You'll never write a basic business document from scratch again
Up till now Claude was a conversation partner.
You typed, it typed back. Fine for ideas. Bad for anything you actually need to hand to a customer.
Tonight it becomes a document factory.
The two surfaces
Chat
The conversation
Back-and-forth. Lives in the message history. Good for thinking, brainstorming, iterating.
Artifact
The deliverable
A real document. Lives in the right-side pane. Downloadable. Editable by telling Claude what to change.
Demo · asking for an artifact
The magic words
End your prompt with the file type.
"...output as a downloadable spreadsheet (xlsx or CSV)"
"...output as a downloadable PDF"
"...output as a Word doc artifact"
"...output as a one-page artifact I can save"
"...in a code block I can copy"
You don't edit it. You tell Claude what to change.
Drop the warranty column.
Add a column for [X].
Move the pricing section above warranty.
The 'why us' section is corporate — rewrite
it more local.
Change asphalt to $8/sqft.
Same iteration habit you've used all course.

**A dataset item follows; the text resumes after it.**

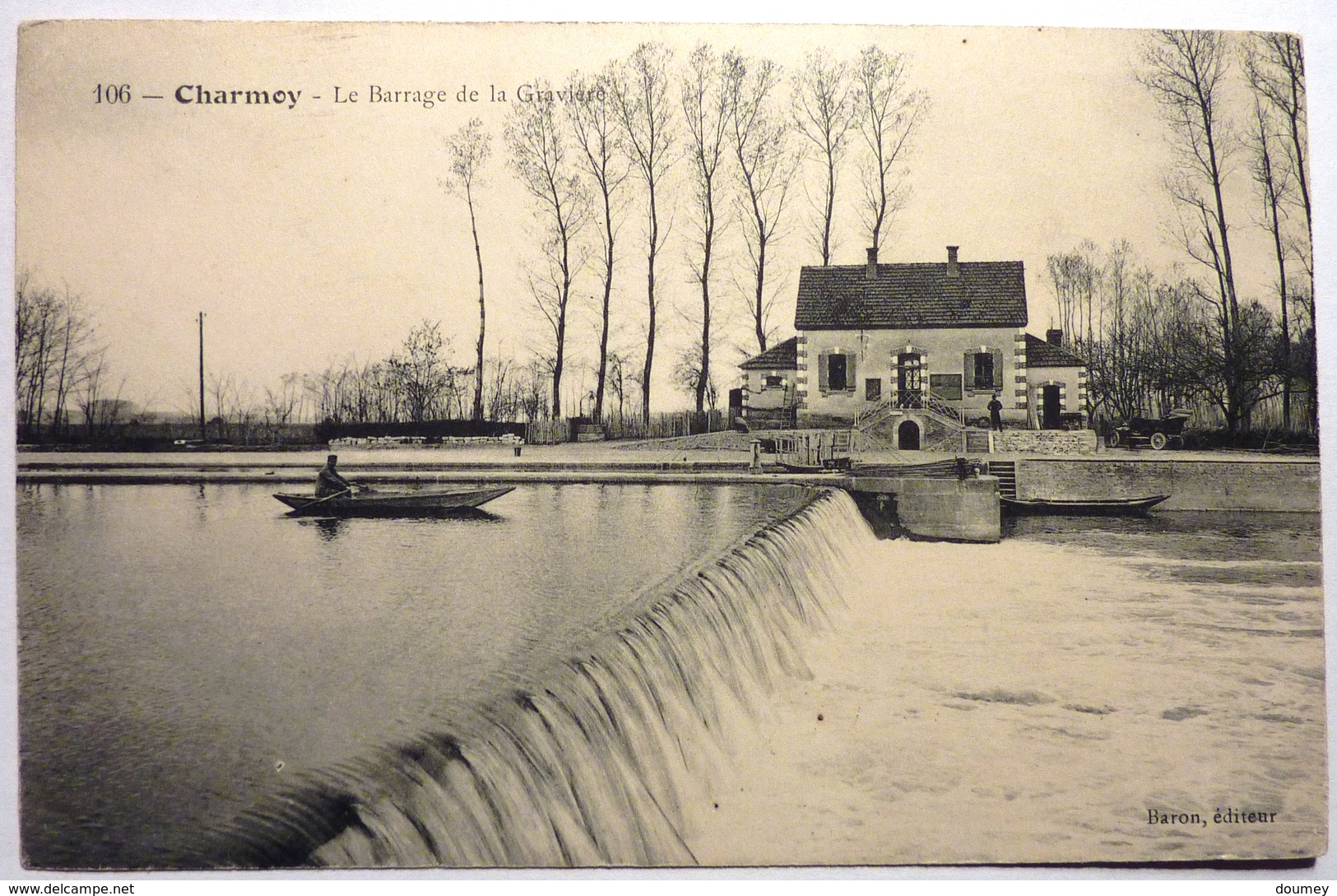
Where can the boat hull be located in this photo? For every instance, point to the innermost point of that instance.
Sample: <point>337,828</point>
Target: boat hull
<point>393,504</point>
<point>1084,507</point>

Just point at the artifact.
Artifact 1 · spreadsheet
Competitor pricing analysis.
From the competitor PDFs in your Project knowledge — generate a comparison table showing what they emphasize, what they hide, and what gaps you can exploit.
Demo · the pricing analysis
Artifact 2 · PDF
One-page service menu.
Customer-facing. Hand it to a homeowner at the kitchen table. Roofing services, solar services, the bundle, what to expect, why us, CTA.
Demo · iterating on a menu
Artifact 3 · Word doc
The proposal template.
The document that gets signed. Header, scope, timeline, pricing, warranty, payment, signatures. [BRACKETS] for fields you fill in per job.
Use [BRACKETS] for fields you fill in per job.
Marks them visually. Claude won't try to invent the data. You scan, fill, send.